The stream went live and I had to go first. I said something to the tune of,

"I'm in it for me. We are paying twice (tax & tuition)-it's a bigger financial burden now that we are paying an online, nonreligious private tuition."

I meant to say, "I'm in it for my daughter." Oops. Too late now.

It was a webinar with Freedom Works to highlight varying perspectives during National School Choice Week. Newly elected US Congressman Byron Donalds brought his state lawmaker experience to the table, spotlighting the many Florida programs geared toward kids who needed alternatives to being bullied, or stuck with a low performing neighborhood school, or not having the money to attend a nearby private option. Why, Florida lawmakers have even implemented reading scholarships to help kids get on par with reading skills and helping with tutoring fees.

I started thinking about how North Carolina measures up.
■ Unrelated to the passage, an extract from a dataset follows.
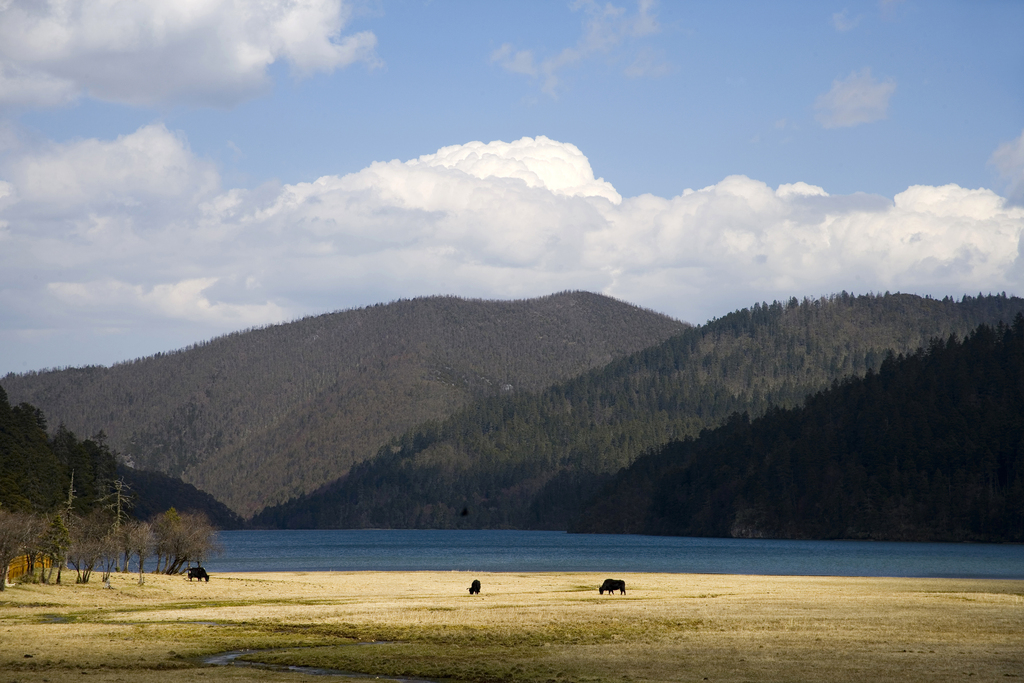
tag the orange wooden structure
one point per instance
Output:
(19, 566)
I'm afraid we do not stack up to Florida's seven K-12 scholarship programs. NC has three; the Opportunity Scholarship Program, Education Savings Account and the Disabilities Grant. Dig in to NC K12 Grants and start your application, as it could send a brighter, stronger and louder signal -demand is higher than supply. NC also has a 529 Program for a variety K-12 expenses.

Why don't North Carolinians lead the charge on school choice programs? Perhaps due to the loudmouthed "Unioninstas" and their indefatigable throwing arms, many tend to believe their false pitches about school choice programs segregating and siphoning, when in fact many minorities favor education alternatives beyond their zip codes and families -it turns out- are the ones who suffer from funds having been siphoned away to benefit a system, not a student.

A starting point in demanding change is picking up the phone and calling lawmakers (919-733-4111) to expand Education Saving Accounts to all. Taxpayers fund the massive government-run school system and it is time we demand education tax dollars be returned to the rightful beneficiaries: the students.